All chronic hepatitis B (CHB) patients were diagnosed and treated in the liver disease department of the Hepatology Center of Beijing Ditan Hospital affiliated to Capital Medical University and those who received antiviral therapy (interferon and nucleoside analogues) reached HBsAg<100 IU/ml. The enrolled subjects were divided into the following six observation cohorts: 1) CHB patients in the immunological control period, without any clinical treatment intervention; 2) After interferon therapy, HBsAg<100 IU/ml, continued interferon therapy; 3) After interferon therapy, HBsAg<100 IU/ml, stopped interferon treatment; 4) After interferon therapy, HBsAg<100 IU/ml, sequential nucleoside analog treatment; 5) After nucleoside analogue treatment, HBsAg<100 IU/ml, sequential interferon treatment; 6) After treated with nucleoside analogues, HBsAg<100 IU/ml, continuing the nucleoside analog treatment.
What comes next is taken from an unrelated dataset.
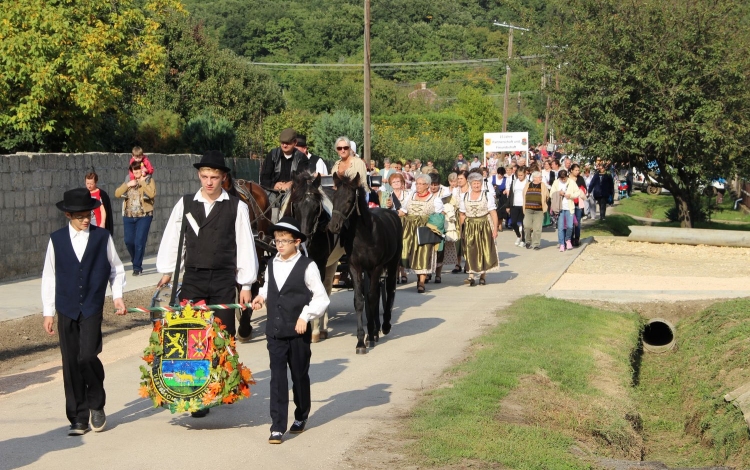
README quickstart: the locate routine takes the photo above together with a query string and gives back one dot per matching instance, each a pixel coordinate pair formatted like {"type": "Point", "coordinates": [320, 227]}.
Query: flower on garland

The follow-up observation period was 96 weeks under non-planned intervention. During the observation period, HBV indicators and biochemical indicators, serum AFP and liver imaging (liver ultrasound) were examined regularly. The main evaluation index was the incidence of HBsAg disappearance during the observation period. Secondary evaluation indicators: the rate of HBV DNA turning positive, the rate of HBeAg turning positive and hepatitis incidence. To observe the inactive carrier status of low HBsAg content and the incidence of HBsAg disappearance, clinical outcomes and influencing factors in patients with CHB under different antiviral interventions.